I agree that you’re a strong candidate for most if not all of the women’s colleges. Your ACT isn’t quite high enough to add strength to your application for these schools, but they’re all test-optional and de-prioritizing test scores this cycle anyway, and even in a normal year your scores would have been a neutral, not a negative. Your GPA and EC’s are both strong, and the URM bump is likely to move you from “one well-qualified applicant among many” to “one of the well-qualified applicants we definitely want.” They really are great places to be premed. Both Scripps and Bryn Mawr have post-bac premed programs in addition to their undergrad programs, so they have a lot of supportive infrastructure in place for premeds.
Do you love biology, or are you just assuming that you need a life-sciences major to be premed? You could absolutely major in something that’s more directly linked to the justice and equity issues you care about, and still take all of the premed science classes; it’s not a disadvantage for a med school applicant to have a non-science major as long as the GPA in the prereq science classes is high.

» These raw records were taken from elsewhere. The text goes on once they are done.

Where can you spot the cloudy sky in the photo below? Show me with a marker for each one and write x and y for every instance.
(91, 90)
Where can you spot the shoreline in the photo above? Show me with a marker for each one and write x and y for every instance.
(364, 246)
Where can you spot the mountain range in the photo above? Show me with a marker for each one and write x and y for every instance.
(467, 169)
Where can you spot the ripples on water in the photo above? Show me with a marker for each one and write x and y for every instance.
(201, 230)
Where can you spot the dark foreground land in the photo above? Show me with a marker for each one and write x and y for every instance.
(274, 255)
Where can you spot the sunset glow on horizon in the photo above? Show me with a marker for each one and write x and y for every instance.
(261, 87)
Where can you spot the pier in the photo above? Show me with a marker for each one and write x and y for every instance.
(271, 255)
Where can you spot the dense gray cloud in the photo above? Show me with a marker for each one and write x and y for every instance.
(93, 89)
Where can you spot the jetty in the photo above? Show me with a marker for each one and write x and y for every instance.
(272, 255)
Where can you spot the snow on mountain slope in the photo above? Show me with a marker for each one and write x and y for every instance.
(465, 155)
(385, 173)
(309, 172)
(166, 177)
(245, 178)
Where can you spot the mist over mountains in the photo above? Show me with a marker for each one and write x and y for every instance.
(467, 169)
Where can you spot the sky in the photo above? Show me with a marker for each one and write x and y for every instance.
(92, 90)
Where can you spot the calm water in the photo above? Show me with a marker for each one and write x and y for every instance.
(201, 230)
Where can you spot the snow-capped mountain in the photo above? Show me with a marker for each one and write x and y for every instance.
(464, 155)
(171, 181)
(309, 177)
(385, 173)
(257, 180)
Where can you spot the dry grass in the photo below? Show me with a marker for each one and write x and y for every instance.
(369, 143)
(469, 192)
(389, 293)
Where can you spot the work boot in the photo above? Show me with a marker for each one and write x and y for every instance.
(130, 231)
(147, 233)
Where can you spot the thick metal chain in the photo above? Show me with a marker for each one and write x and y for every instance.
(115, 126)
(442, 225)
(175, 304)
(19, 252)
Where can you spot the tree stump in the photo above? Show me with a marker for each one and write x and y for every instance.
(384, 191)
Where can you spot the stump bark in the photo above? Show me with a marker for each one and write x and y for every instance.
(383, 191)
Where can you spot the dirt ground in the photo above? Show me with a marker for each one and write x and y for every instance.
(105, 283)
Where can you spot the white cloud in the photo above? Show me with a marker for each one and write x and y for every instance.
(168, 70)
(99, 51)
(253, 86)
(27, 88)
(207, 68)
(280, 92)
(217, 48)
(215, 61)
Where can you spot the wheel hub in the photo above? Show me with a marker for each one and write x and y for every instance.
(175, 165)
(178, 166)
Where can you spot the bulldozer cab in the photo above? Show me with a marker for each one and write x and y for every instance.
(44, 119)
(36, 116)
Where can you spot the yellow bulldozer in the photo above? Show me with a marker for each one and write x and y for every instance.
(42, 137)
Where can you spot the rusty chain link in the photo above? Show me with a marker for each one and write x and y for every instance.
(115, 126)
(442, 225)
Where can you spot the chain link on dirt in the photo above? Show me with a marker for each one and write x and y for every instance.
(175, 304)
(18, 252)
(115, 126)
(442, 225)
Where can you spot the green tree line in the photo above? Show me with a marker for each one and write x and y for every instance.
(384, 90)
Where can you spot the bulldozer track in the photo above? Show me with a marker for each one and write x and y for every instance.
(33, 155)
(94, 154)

At Ohio State, for example, take a look at the undergrad Public Health major - that could be a great way to center your major right where health care and social justice intersect. (If you like the public health idea, Agnes Scott has a great public health major, developed in cooperation with Emory’s school of public health. It’s also a great women’s college with a strong female-leadership/social-justice focus. It’s not a full-need-met school but they recruit for diversity have have some big merit scholarships that you could be competitive for.)
At the LAC’s, you can absolutely be a pre-med Gender/Women’s Studies and/or African-American Studies major. There’s not a lot of value added, employability-wise or med school preparation wise, to doing all of the upper-division lab-science stuff that a bio major requires, unless you really have a strong interest in that coursework. A bio major is fine if it’s genuinely your primary interest, but it needn’t be the default.